6. What are your rights in connection with your data?

Right of access - You have the right to know what data we collect about you, for what purpose we process it, to whom we disclose the data, how long we store the data and what your rights are in terms of restricting, correcting, deleting and processing you personal data. In order to respond to your request, we must first identify you to prevent the information from being shared with unauthorized persons. We have the right to respond to your request within 30 days.

Right of rectification – you have the right to require corrections to your personal data in case they are inaccurate or incomplete.

Right to data deletion – you have the right under certain conditions to request the deletion of your personal data including in situations where the processing of your personal data is no longer necessary for the purposes for which it was collected, or if the processing of your personal data was based on your consent and you wish to withdraw your consent, and there are no other grounds for processing your personal data.

Right to restrict processing – you have the right under certain circumstances to forbid or restrict the processing of your personal data for a certain period (e.g. when you have submitted an objection concerning data processing).

Right to object – You have the right to object to data processing which is based on our legitimate interest. Wemply will stop processing your personal data upon such objection, unless we can demonstrate compelling legitimate grounds for the processing or processing is needed for the establishment, exercise, or defense of legal claims. You also have the right to object at any time to processing of your personal data for direct marketing. Upon receiving such objection, we shall stop processing your personal data for direct marketing.

Right to data portability – In case processing the personal data is based on your consent or on a contract between Wemply and you and data is processed automatically, you have the right to access data concerning you which you have given to us in a structured, generally usable and in machine readable form.

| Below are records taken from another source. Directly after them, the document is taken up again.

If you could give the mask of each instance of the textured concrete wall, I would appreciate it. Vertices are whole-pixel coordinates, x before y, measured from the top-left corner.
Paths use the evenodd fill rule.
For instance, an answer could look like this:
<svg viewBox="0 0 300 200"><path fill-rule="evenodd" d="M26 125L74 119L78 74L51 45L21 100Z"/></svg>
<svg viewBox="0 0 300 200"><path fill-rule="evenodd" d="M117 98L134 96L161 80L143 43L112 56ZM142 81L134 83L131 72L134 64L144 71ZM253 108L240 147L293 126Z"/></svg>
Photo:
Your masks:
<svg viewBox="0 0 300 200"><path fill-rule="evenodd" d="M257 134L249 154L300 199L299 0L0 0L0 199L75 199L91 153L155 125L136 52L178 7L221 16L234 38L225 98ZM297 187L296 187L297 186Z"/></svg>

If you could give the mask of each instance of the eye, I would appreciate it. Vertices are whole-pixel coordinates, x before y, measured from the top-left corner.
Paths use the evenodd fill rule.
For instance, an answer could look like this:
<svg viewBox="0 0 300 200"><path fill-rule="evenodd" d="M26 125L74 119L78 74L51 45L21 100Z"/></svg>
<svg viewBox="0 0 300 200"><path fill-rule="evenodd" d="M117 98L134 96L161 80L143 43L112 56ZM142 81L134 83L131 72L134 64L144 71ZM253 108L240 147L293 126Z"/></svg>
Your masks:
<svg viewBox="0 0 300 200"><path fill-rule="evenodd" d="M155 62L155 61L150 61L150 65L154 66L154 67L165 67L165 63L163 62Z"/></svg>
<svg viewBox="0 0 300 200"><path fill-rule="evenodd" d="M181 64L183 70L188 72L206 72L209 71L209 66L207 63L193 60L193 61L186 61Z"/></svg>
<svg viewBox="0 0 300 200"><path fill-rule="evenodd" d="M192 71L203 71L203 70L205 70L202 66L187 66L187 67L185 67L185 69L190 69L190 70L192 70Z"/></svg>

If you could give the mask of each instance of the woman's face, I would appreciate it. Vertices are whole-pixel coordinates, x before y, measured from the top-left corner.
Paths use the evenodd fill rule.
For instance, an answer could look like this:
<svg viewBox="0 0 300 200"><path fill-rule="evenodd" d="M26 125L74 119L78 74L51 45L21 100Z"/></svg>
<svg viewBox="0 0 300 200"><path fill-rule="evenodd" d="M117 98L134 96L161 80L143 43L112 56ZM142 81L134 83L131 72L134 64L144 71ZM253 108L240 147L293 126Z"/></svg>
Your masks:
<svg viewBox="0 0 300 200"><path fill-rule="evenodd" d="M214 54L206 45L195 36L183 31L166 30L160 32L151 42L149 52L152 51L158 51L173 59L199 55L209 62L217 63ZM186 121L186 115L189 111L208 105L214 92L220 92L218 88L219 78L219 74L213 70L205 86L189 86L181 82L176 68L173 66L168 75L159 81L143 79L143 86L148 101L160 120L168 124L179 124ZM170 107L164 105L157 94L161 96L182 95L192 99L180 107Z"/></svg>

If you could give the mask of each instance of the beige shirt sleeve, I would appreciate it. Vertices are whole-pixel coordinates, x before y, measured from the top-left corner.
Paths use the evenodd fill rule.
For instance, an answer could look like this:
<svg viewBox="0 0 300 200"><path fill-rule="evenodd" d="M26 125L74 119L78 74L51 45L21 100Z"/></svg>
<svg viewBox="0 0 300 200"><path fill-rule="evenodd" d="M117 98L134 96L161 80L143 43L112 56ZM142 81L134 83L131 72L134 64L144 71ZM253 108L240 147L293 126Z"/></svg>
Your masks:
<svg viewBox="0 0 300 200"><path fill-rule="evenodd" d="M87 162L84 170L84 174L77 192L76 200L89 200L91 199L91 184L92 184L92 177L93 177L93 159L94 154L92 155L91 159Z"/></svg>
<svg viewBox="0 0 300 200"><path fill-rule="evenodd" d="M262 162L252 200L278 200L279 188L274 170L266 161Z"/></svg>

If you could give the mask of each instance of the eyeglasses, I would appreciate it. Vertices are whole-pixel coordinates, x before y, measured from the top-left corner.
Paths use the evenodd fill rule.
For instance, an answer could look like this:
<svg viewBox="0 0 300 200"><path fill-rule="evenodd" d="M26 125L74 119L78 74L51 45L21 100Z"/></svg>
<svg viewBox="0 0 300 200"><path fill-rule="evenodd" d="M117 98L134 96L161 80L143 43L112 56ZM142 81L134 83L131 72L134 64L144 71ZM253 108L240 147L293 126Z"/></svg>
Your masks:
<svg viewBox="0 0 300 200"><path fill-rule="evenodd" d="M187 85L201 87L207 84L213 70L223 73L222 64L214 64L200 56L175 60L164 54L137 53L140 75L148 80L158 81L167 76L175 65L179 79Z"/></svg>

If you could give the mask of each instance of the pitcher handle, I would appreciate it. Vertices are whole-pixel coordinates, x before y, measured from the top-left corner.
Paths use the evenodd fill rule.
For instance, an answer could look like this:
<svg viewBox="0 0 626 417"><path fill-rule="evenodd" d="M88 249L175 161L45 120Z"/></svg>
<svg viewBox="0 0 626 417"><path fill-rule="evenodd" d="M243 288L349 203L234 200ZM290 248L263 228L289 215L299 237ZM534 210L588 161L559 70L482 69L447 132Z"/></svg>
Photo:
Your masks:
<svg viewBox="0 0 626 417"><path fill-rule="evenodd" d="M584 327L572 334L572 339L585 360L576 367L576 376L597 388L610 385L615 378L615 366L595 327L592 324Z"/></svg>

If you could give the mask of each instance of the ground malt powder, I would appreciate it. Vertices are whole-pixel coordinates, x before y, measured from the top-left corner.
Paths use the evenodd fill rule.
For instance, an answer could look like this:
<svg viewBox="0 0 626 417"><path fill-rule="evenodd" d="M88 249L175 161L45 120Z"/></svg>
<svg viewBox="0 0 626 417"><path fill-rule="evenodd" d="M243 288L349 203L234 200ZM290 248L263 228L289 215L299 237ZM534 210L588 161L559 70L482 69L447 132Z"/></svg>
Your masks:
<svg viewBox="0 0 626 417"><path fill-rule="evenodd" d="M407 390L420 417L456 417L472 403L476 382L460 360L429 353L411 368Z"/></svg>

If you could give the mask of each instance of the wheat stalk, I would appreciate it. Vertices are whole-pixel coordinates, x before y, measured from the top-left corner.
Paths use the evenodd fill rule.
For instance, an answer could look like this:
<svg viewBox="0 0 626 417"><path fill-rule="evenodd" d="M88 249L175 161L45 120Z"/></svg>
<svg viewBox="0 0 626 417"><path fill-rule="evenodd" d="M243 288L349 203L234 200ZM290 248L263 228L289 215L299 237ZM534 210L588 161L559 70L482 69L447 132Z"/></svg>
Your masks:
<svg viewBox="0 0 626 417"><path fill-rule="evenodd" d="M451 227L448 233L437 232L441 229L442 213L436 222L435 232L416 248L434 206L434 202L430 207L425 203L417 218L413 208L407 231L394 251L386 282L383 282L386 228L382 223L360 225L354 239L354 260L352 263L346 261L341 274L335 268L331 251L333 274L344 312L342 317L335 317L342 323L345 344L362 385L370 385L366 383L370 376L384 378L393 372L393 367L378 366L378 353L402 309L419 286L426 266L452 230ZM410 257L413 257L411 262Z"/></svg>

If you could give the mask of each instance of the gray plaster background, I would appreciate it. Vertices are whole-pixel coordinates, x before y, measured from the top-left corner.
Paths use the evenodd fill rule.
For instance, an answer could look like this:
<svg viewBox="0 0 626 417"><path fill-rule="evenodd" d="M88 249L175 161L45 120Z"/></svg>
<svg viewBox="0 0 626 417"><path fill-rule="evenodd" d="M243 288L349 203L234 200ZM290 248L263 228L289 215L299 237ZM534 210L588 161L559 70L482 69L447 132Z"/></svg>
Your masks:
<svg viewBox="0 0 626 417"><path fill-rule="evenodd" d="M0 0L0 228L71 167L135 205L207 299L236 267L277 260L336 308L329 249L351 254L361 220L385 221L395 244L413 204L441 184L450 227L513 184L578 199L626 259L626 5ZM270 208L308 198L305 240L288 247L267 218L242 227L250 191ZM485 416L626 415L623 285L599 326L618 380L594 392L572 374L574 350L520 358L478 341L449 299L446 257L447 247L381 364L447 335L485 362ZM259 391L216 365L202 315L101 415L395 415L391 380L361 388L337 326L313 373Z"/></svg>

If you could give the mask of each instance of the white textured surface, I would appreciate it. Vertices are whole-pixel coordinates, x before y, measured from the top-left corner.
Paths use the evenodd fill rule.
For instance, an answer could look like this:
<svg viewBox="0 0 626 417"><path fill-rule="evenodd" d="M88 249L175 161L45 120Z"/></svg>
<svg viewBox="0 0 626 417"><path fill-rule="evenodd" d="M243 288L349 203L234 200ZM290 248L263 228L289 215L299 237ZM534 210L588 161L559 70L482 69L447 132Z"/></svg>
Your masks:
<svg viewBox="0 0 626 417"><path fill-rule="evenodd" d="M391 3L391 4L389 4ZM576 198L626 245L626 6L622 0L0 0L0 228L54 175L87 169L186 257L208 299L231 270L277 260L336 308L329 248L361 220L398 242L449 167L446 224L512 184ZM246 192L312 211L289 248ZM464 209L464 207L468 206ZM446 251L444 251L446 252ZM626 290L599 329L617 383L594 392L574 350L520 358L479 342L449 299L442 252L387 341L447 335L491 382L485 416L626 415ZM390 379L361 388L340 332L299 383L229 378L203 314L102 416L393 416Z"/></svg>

You also have the right to ask Wemply to send such data directly to another service provider if that is technically possible (that means the other service provider is capable of receiving the data in the forwarded format).

If you wish to exercise any of the above rights, please contact us at the e-mail address provided in Section 1 of the privacy policy.

For the sake of clarity, the provisions of this Section 6 do not apply to personal data that Wemply processes on behalf of its clients, for example, data that a client enters into our online software using Wemply's services. In this case, the personal data is controlled by the client and managed according to client´s privacy terms. Hence, all data subject´s request related to such data should be made to Wemply´s client liable for uploading and storage of such data into the service.

7. The right to submit a complaint to the supervisory authority and the court

If you would like further information regarding your personal data or the exercise of your rights, please contact us at the e-mail address provided in section 1 of the privacy policy.

If you find that the processing of your personal data violates the requirements of the GDPR, you have the right to apply to the supervisory authority or a court to protect your rights and interests.